LVMH, le leader mondial des produits de luxe a dévoilé un nouvel engagement en faveur de la biodiversité. Le groupe présent dans une centaine de pays a signé le 14 mai un accord avec l’Unesco afin de protéger la diversité des espèces et de limiter son impact sur un environnement de plus en plus menacé par les activités humaines. 

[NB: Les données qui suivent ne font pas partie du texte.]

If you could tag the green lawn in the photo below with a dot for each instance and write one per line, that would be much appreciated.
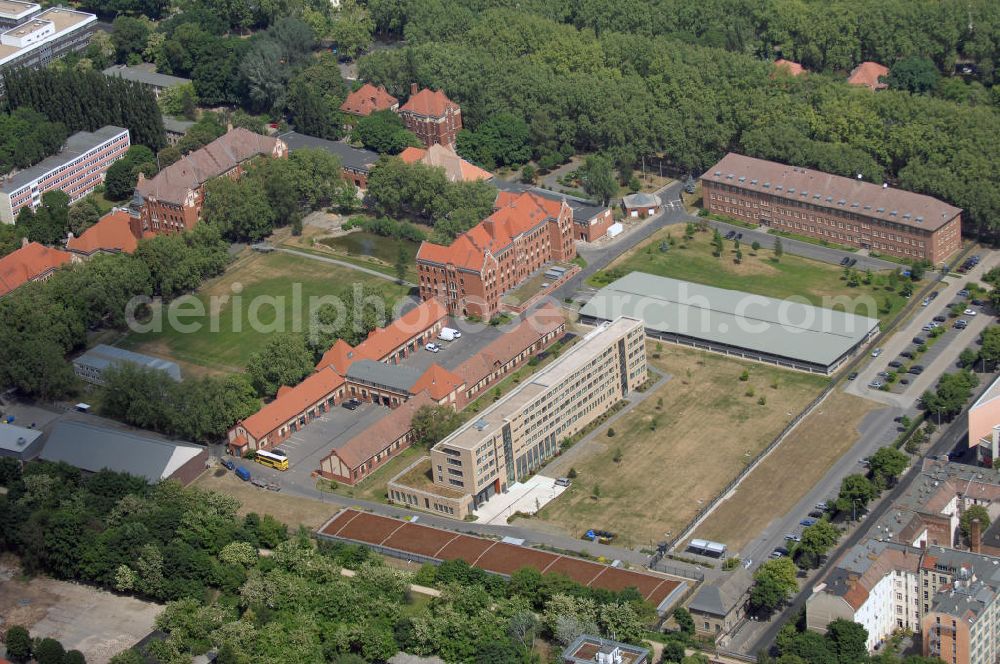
(760, 274)
(374, 251)
(269, 284)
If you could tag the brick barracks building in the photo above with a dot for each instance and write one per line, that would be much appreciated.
(432, 117)
(473, 272)
(840, 210)
(171, 200)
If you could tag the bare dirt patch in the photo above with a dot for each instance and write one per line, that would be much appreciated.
(811, 449)
(679, 448)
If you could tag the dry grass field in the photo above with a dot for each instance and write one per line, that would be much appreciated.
(679, 447)
(810, 450)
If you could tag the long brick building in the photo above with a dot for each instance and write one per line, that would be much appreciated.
(171, 201)
(432, 117)
(829, 207)
(472, 273)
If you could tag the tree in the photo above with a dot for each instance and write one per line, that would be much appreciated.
(774, 582)
(849, 640)
(598, 178)
(914, 74)
(965, 522)
(886, 465)
(284, 360)
(384, 132)
(431, 424)
(18, 643)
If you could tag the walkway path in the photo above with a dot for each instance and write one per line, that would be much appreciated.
(350, 266)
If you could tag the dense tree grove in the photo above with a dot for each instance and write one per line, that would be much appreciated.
(27, 137)
(42, 321)
(690, 80)
(88, 100)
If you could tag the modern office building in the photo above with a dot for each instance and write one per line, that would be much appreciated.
(91, 365)
(839, 210)
(36, 39)
(515, 436)
(76, 170)
(764, 329)
(432, 117)
(472, 273)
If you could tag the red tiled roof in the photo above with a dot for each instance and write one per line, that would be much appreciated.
(31, 261)
(111, 232)
(375, 438)
(868, 74)
(455, 168)
(367, 99)
(515, 214)
(432, 103)
(382, 342)
(293, 401)
(438, 382)
(793, 68)
(218, 157)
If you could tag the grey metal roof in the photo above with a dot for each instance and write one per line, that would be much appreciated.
(583, 209)
(11, 436)
(393, 376)
(783, 328)
(76, 145)
(102, 356)
(353, 158)
(145, 77)
(93, 447)
(641, 200)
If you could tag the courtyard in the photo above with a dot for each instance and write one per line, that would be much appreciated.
(677, 449)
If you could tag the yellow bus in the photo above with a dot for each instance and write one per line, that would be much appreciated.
(274, 459)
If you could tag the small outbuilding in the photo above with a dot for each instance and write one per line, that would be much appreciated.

L’alternative entre développement économique et protection de l’environnement n’est plus un choix auquel les acteurs économiques sont obligés de se soumettre. Il est possible de produire en limitant fortement les effets négatifs sur l’environnement, comme l’illustre le tout récent partenariat conclu avec l’Organisation des Nations unies pour l’éducation, la science et la culture (Unesco) et LVMH. Signé une semaine après la publication du rapport alarmant sur l’état et le futur de la biosphère mondiale, ce partenariat consacré à « L’homme et la biosphère » est une bonne nouvelle.

LVMH s’engage à soutenir pendant cinq ans le programme « L’homme et la biosphère » (Man and biosphère). Ce programme lancé au début des années 1970 par l’Unesco et les scientifiques qui y sont rattachés vise à « améliorer les relations homme-nature au niveau mondial ». A l’époque, ces questions étaient à peine visibles. Aujourd’hui elles figurent au cœur des préoccupations des scientifiques, lesquels ont publié le 4 mai un rapport alarmant pour le devenir des espèces. Un million d’entre elles sont menacées d’extinction.

La collaboration scientifique et technique entre l’Unesco et LVMH constitue une brique supplémentaire à l’édifice environnemental que le groupe de luxe français compte laisser aux futures générations. Ce legs s’est construit dès 1992 lors du premier Sommet de la Terre, première prise de conscience pour le groupe grâce à Sylvie Bénard alors en poste chez Hennessy. Cet engagement s’est notamment traduit en 2012 par le programme LIVE (LVMH Initiatives For the Environment) qui vise à une performance environnementale accrue des produits, un recours moins important aux différentes sources d’énergie (électricité, eau, etc.) ou encore à une production de déchets limitée. Des engagements qui ne sont pas des obstacles à la bonne santé du groupe puisque LVMH a encore réalisé un bon premier trimestre 20019 avec une croissance organique en hausse de 11 %.